Printmaking can be a pretty archaic art form, but in the hands of this year's Kala Fellowship Competition winners, it's a truly experimental practice involving all kinds of new technology and materials. There's no unifying theme that runs through all the art on display, but the artists definitely do have things in common, most notably their interest in the fragmentary -- decontextualized bits and pieces of images and ideas, reassembled and re-presented in mysterious and enigmatic ways.

For nearly thirty years, the Kala Art Institute has provided professional facilities to artists working in all forms of printmaking, photography, book illustration, and most recently, digital media. The Kala Fellowship Competition is one of the Institute's core programs, and four of this year's eight winners are showing samples of their most recent work at the Kala gallery.

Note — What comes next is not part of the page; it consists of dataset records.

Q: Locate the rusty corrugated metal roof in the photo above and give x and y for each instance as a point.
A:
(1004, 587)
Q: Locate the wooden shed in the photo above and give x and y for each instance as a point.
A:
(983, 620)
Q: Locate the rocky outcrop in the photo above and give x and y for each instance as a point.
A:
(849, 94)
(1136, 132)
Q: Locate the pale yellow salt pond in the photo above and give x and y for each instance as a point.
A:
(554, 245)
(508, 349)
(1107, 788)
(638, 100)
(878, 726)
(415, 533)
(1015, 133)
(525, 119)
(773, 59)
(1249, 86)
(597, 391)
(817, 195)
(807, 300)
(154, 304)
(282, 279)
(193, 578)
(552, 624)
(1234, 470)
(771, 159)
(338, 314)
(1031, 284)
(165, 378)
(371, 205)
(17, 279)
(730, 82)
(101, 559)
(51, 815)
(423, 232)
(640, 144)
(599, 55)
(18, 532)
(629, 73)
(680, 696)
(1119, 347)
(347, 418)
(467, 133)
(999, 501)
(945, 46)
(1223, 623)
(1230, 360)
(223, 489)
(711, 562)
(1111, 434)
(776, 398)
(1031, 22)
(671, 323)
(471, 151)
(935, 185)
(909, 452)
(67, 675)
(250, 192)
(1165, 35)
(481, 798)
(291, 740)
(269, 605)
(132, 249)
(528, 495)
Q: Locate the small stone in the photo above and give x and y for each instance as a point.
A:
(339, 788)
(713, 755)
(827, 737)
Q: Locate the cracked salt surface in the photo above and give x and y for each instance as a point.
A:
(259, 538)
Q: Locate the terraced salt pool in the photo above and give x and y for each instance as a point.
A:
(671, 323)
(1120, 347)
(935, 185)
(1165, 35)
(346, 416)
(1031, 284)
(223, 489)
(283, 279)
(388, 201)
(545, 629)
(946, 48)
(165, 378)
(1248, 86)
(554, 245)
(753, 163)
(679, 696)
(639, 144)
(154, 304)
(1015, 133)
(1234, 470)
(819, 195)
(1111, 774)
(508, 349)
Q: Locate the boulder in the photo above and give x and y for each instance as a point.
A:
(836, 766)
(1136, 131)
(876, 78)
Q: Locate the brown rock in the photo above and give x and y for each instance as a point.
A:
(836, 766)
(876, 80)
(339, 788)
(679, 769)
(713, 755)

Of the four, Barbara Foster best embodies the new, experimental printmaker. She draws inspiration from contemporary politics and geography, and her work combines traditional and digital methods of image-making. She begins with large-scale digital photographs of Air Force test sites in the Nevada desert, then overlays them with woodcut images of high-tech weaponry. The finished works are a colorful and confusing morass of color and light. It's hard to distinguish between the different component images, but Foster doesn't apparently intend these pictures to refer to specific, recognizable places or things. Their overall effect is simultaneously strange and beautiful: ominous-looking machinery bathed in divine light.

Similarly beautiful and mysterious are Cecilia Mandrile's "Fragile Fragments," a series of jointed paper dolls. To create them, Mandrile scanned fragments of her own body, printed the images, cut them out, and sewed the pieces together. The dolls' faces and bodies look shadowy and enigmatic, mostly because Mandrile's scanning method obliterates a lot of details, creating a kind of smeared or washed-away effect. The dolls are definitely biomorphic, but they look more alien than humanoid, and they all have an indefinable air of sadness. For this show Mandrile contributed a few finished dolls plus photographs of the dolls arranged into various poses -- sometimes dancing, or holding something, or lurking pensively -- out and about on the streets of Berkeley.

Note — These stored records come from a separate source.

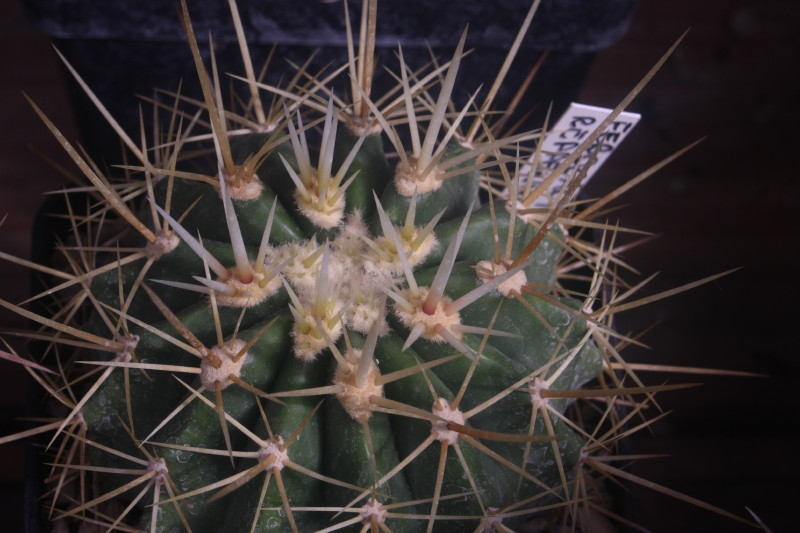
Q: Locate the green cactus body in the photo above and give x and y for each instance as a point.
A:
(327, 292)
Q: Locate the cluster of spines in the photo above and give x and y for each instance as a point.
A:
(319, 309)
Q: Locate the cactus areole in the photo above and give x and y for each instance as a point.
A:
(310, 334)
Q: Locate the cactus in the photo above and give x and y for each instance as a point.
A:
(274, 325)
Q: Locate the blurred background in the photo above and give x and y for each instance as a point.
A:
(732, 201)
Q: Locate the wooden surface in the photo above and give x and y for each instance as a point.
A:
(731, 202)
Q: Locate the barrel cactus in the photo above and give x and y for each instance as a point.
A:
(328, 315)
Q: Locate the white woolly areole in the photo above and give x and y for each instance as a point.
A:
(243, 184)
(302, 277)
(160, 467)
(165, 243)
(308, 340)
(430, 322)
(488, 270)
(439, 427)
(211, 375)
(353, 398)
(325, 216)
(274, 449)
(373, 510)
(375, 264)
(490, 523)
(248, 294)
(407, 181)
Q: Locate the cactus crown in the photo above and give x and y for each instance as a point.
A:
(294, 331)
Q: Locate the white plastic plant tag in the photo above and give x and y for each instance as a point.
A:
(577, 123)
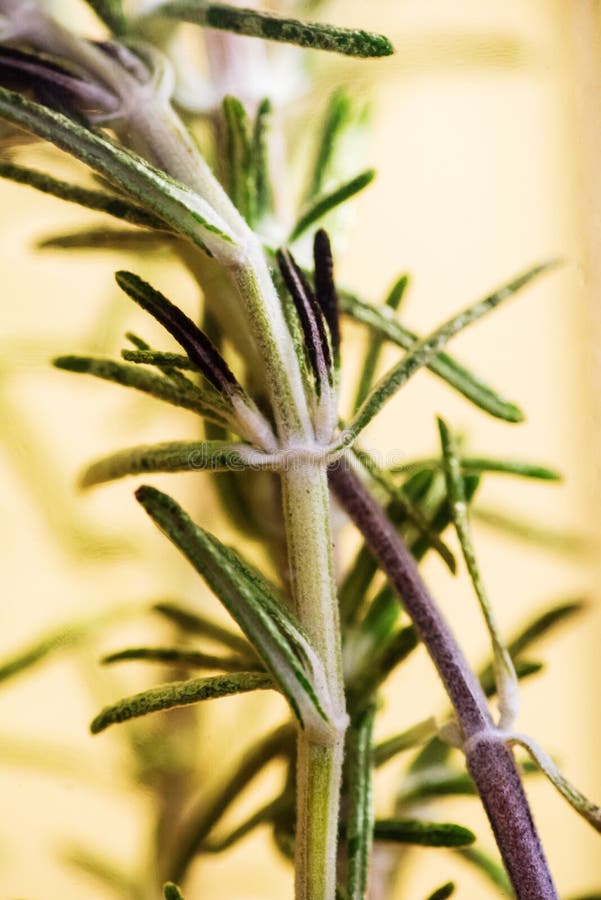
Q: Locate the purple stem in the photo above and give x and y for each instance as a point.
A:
(489, 761)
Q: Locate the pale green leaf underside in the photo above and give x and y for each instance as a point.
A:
(180, 693)
(276, 637)
(171, 456)
(426, 350)
(175, 204)
(203, 402)
(254, 23)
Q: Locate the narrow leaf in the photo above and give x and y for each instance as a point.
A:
(125, 240)
(172, 892)
(505, 675)
(179, 657)
(192, 398)
(263, 193)
(337, 117)
(111, 13)
(171, 456)
(99, 201)
(426, 834)
(381, 320)
(428, 348)
(360, 821)
(197, 345)
(376, 344)
(180, 693)
(254, 23)
(275, 635)
(479, 465)
(321, 206)
(443, 892)
(412, 737)
(589, 811)
(492, 870)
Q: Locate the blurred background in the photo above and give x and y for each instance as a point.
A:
(484, 130)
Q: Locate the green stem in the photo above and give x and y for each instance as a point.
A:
(319, 761)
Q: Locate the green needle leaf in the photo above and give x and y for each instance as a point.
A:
(376, 343)
(505, 676)
(382, 321)
(99, 201)
(321, 206)
(428, 348)
(180, 693)
(426, 834)
(444, 891)
(111, 13)
(178, 206)
(171, 456)
(480, 465)
(273, 632)
(202, 402)
(412, 737)
(336, 119)
(172, 892)
(254, 23)
(360, 822)
(176, 656)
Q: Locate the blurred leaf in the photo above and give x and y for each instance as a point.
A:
(360, 818)
(425, 834)
(417, 734)
(426, 350)
(376, 345)
(273, 632)
(443, 892)
(492, 870)
(179, 693)
(125, 240)
(479, 465)
(321, 206)
(268, 26)
(176, 656)
(337, 118)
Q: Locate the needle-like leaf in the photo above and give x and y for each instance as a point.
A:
(381, 320)
(255, 23)
(321, 206)
(99, 201)
(271, 629)
(180, 693)
(172, 456)
(360, 821)
(179, 657)
(428, 348)
(426, 834)
(480, 465)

Adrian van Allen's drawings and sculptures are the most enigmatic of all; in many cases it's even impossible to find the items on her materials lists in the finished works. According to her artist statement, she's exploring the "intersection of art, science, and technology," but it's difficult to know exactly what to make of her digital photographs of ram's heads, or her series of "Improbable Loves" drawings, each of which depicts a naked girl or woman in the company of a wild animal.

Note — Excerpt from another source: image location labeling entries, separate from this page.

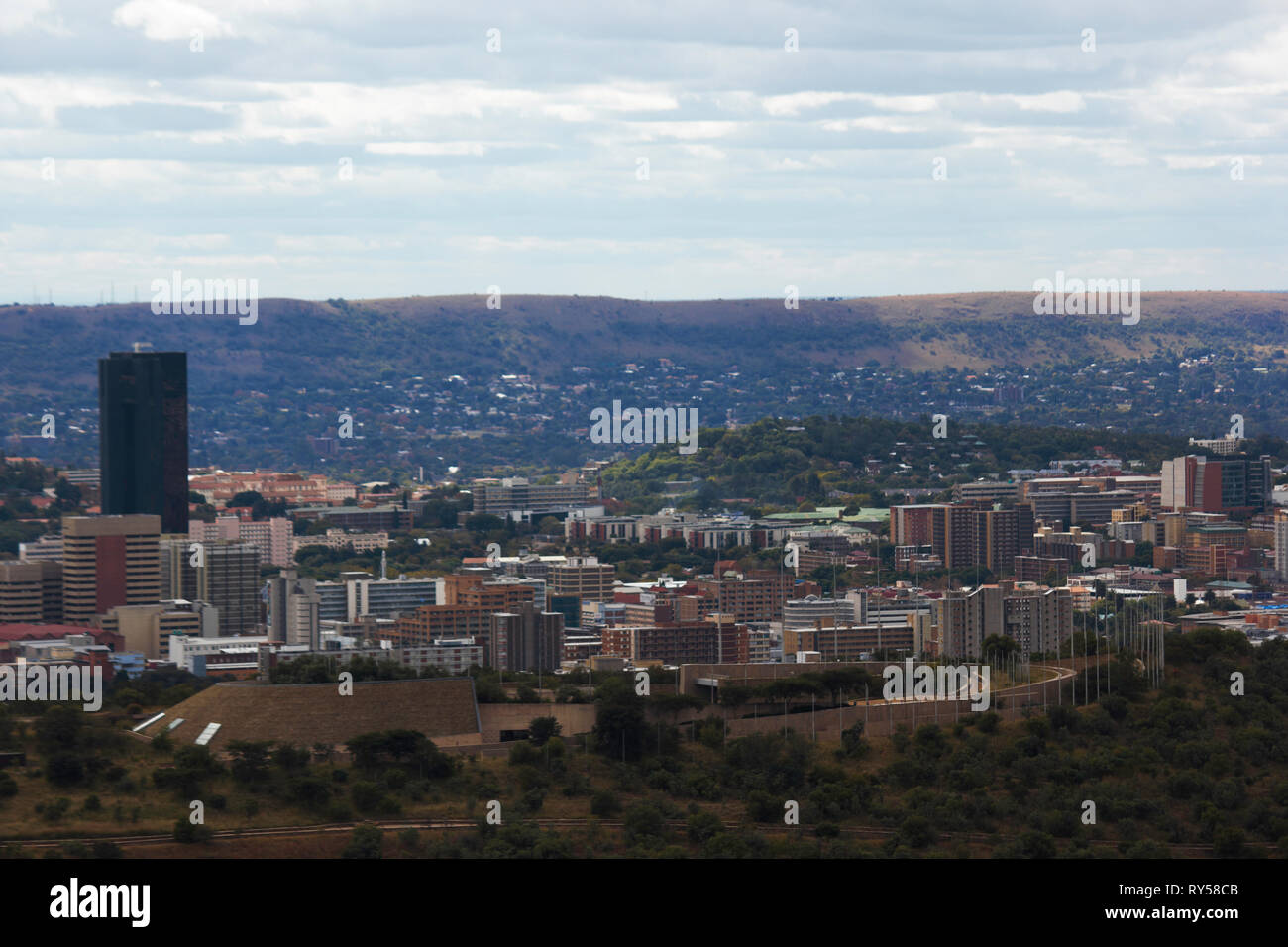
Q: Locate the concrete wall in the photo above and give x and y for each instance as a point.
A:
(493, 718)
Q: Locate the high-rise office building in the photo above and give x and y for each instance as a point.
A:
(108, 562)
(292, 609)
(143, 436)
(31, 591)
(527, 639)
(223, 574)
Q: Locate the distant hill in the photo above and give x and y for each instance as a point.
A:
(746, 359)
(47, 348)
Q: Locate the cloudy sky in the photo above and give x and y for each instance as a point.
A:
(645, 150)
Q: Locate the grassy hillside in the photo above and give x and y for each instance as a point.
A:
(1190, 771)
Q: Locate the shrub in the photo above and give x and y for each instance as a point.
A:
(604, 804)
(703, 826)
(366, 841)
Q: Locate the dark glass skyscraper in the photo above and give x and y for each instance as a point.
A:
(143, 428)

Harry Clewens begins with woodblock prints of everyday objects that have interesting textures and patterns: carved wood, silverware, brick, straw, and stone. He then cuts and reassembles the prints into huge mosaic-collages that resolve, at a distance, into human forms, furniture, or even (in one case) a huge spore. Each finished work is incredibly intricate and almost pulsates with life; "Spore" resembles a giant, round, malevolent bacillus, and "Back View" looks like an anatomy-book diagram of a human with its skin peeled away to expose underlying strips of striated muscle. Compared to the working methods of the other three artists, Clewens' reliance on old-fashioned scissors-and-paste might seem quite rudimentary at first. But his art is, like all the other work in the show, highly complex and sophisticated in its own way.